The Nunis then returned after a long hiatus to show Fred Armisen and Maya Rudolph as the two Nunis have an interview with Rainn Wilson that was supposed to land them a profile piece in Architectural Digest, only to once again have the central joke of the sketch be the weird things that the Nunis used for chairs.
Peeping Tom had Rainn Wilson as the titular peeping creep who turned out to be the only witness to a homicide. The problem then became, how he could identify the killer from a police line-up without recreating the peeping point-of-view which led Rainn to have to hide behind one of the detective’s jacket to feel a little more at home.
Arcade Fire then took to the stage to perform Intervention.
Once again, Amy Poehler and Seth Meyers gave us the news. This week, Fred Armisen dropped by as Judge Larry Seidlin in order to comment on his loony sense of logic in the Anna Nicole Smith custody trial. Kristen Wiig returned as Amy Poehler crazy aunt to give more of her one-word movie reviews, this time with the theme being, movies nominated for this years Oscars. Andy Samberg also stopped in as Prince Henry to share his sudden disgust at the thought of witnessing the Iraqi death toll firsthand now that he’s a recruit and could technically be sent off to war.
Will Forte and Kristen Wiig returned as the Introverts. This time, instead of going to the bar for the first time once again, only to get hypersexual after a drink or two, they stayed in the office to get a bit violent and twisted with their plans while training Rainn Wilson as the new guy who was also introverted and one-hundred-percent on board.
White Possum Scream was a trailer that parodied Black Snake Moan, only this version had Kenan Thompson in the Samuel L. Jackson role while Rainn Wilson played the part that was initially performed by Brittany Murphy.
Arcade Fire then returned to the stage to perform Keep The Car Running.
Finally, Rainn Wilson closed the show by thanking the audience and saying his goodnights.

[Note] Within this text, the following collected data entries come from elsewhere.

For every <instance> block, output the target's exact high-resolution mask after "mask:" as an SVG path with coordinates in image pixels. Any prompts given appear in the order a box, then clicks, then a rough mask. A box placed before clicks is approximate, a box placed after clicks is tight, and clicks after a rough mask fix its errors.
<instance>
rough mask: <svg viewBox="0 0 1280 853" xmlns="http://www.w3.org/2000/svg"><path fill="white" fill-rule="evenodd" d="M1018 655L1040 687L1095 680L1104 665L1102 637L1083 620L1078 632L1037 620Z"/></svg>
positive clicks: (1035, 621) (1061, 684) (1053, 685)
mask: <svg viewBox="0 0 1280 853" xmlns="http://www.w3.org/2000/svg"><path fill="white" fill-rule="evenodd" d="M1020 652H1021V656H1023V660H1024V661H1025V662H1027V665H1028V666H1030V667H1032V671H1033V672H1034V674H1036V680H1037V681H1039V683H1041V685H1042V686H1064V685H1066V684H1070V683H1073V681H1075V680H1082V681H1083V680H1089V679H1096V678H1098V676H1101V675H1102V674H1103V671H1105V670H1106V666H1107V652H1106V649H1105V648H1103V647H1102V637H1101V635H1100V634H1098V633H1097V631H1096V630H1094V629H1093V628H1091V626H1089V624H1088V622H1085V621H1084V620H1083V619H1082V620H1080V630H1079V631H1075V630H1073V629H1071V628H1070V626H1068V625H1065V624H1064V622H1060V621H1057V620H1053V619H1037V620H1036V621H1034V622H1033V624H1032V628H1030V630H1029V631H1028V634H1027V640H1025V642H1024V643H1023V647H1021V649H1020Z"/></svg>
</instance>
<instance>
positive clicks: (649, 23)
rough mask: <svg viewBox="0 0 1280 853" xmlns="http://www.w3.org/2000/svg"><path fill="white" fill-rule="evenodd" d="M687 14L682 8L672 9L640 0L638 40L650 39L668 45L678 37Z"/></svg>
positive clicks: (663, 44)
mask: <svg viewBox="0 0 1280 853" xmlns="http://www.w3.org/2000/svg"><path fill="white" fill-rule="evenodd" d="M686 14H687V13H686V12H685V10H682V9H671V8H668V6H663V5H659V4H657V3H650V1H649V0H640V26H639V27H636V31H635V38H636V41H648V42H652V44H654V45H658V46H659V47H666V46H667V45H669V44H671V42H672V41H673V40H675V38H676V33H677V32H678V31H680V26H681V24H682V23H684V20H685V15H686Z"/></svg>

I know I complained about the long sketch format but thanks to sketches like these that contained my three favorite moments of the night, I actually didn’t mind this format that I usually dread. First, I loved the Danny's Song because as it played out, I also got so into it that I too started to sing along. Next, I really liked the White Possum Scream parody trailer because, to this day, I will still randomly make fun of the title Black Snake Moan. Finally, I was a fan of the opening monolog because it was impressive to see how little effort the show had to make to turn the SNL cast into a collection of The Office doppelgangers.